Zum Schluss des Tages sind wir dann noch mit einem Budget von 8.000 Peso (circa 11€) in das Kasino am See. Weder die Automaten noch der Roulettetisch konnten unsere Reisekasse aufbessern. Nach 45 Minuten hatte die Bank alles gewonnen..

Die Nacht war für uns beide nicht so toll, ich konnte keine innere Ruhe finden und für Henny war das Bett deutlich zu kurz, sodass seine Füße immer seitlich rausgeschaut haben. Außerdem war die Konstruktion des – nennen wir es Lattenrost (lose aufgelegte Holzbretter im Metallrahmen, die dazu auch noch 2 cm zu kurz waren um den Platz voll auszunutzen), nicht für Menschen in seinem Format gedacht.
Noch vor dem Aufstehen probierte ich die Kamera und sie ging wieder an. Auch mehrmaliges Ein- und Ausschalten funktionierte und sie löste auch aus.

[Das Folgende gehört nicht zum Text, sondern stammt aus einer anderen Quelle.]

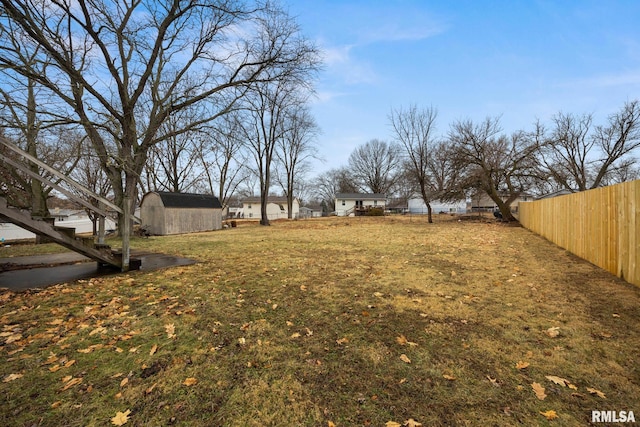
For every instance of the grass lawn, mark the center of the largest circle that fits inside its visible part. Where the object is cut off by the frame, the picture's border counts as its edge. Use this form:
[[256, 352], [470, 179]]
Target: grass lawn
[[340, 321]]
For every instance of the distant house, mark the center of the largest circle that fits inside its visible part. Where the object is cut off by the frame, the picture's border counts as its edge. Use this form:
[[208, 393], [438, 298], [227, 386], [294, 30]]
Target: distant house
[[164, 213], [351, 204], [276, 208], [311, 211], [482, 202], [417, 206]]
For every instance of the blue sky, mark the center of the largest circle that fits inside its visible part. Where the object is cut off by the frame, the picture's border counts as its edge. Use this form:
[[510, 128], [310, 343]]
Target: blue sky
[[520, 60]]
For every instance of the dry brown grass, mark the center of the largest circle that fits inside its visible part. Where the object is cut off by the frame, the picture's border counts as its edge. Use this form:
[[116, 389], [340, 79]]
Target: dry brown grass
[[306, 323]]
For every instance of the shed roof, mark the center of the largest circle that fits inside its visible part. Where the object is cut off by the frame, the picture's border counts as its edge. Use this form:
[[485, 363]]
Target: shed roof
[[270, 199], [361, 196], [188, 200]]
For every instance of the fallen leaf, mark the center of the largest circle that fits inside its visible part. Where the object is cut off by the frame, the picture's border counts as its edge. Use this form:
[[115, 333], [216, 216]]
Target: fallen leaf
[[558, 380], [550, 415], [11, 377], [71, 383], [190, 381], [171, 330], [553, 332], [98, 330], [597, 392], [539, 390], [121, 418], [150, 389]]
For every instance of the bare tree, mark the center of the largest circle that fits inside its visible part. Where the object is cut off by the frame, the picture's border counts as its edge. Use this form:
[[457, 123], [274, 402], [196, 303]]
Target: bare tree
[[89, 173], [295, 148], [579, 156], [124, 68], [494, 163], [170, 166], [332, 182], [414, 130], [263, 128], [375, 166], [224, 158]]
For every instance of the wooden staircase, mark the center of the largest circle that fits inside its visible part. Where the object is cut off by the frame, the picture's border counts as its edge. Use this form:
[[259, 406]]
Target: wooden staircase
[[66, 236]]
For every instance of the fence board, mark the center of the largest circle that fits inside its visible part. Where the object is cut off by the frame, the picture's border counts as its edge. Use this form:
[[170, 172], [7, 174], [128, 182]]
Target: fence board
[[600, 225]]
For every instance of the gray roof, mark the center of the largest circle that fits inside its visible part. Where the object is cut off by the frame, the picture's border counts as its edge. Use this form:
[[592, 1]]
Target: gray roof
[[188, 200], [361, 196]]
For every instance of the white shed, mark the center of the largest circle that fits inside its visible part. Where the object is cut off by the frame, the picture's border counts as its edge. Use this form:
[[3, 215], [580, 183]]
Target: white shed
[[351, 204]]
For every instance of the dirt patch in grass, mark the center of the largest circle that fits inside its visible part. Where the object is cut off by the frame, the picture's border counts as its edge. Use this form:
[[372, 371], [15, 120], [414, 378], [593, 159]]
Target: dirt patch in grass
[[354, 321]]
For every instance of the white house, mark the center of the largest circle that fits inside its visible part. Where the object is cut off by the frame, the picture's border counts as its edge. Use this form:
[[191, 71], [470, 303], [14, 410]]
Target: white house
[[417, 206], [351, 204], [276, 208]]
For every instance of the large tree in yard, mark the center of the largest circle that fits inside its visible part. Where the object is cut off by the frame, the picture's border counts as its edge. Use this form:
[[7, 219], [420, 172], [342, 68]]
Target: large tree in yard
[[414, 129], [502, 166], [578, 156], [125, 67]]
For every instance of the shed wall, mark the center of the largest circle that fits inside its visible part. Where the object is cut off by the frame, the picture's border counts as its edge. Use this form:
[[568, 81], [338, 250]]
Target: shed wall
[[182, 220], [152, 214]]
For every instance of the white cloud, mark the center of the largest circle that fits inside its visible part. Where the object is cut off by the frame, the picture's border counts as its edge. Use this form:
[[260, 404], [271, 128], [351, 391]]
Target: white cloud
[[345, 67]]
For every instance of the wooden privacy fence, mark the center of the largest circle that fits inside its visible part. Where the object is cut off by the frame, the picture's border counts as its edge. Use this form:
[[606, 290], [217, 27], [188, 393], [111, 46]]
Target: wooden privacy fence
[[600, 225]]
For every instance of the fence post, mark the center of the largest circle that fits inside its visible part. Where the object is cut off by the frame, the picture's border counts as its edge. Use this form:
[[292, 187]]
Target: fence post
[[125, 231]]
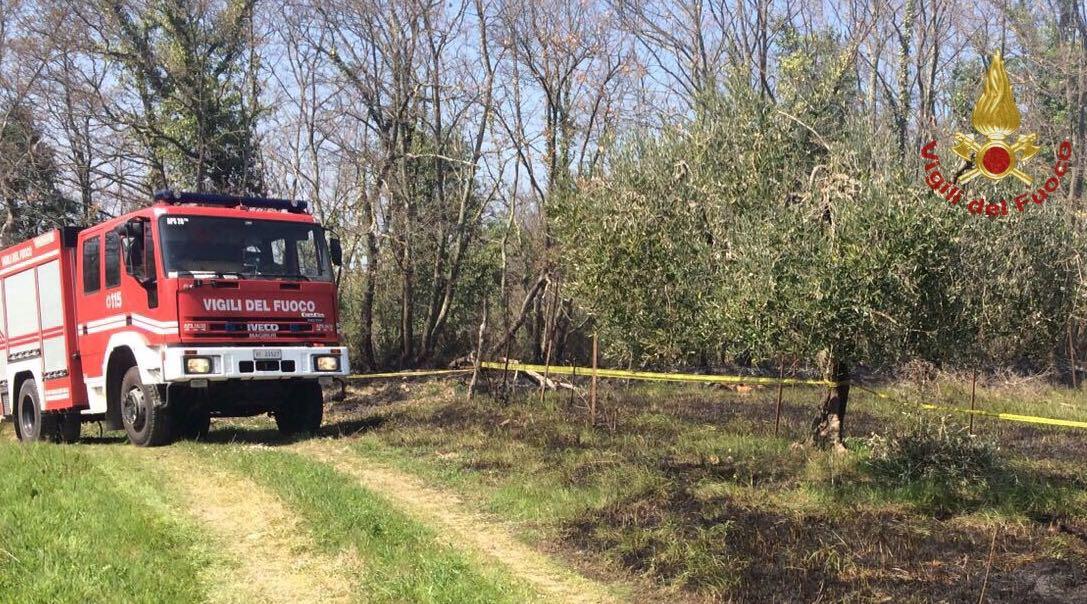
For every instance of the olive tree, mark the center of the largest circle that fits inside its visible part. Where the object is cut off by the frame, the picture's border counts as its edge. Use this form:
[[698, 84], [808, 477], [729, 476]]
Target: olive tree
[[748, 234]]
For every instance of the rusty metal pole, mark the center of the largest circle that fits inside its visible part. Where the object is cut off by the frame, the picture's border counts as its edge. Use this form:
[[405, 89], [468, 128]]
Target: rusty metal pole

Leider hat sie wohl trotzdem etwas abbekommen wie sich jetzt im Nachhinein herausstellt. Aber es wird gehen..

Unverhofft gab es auch noch Frühstück im Hostel welches wir zwar weder bestellt noch bezahlt hatten, aber es wurde darauf bestanden. Pfannkuchen gab es auch. 🙂

Um 11 Uhr ging es dann wieder vollgepackt los zum Busterminal.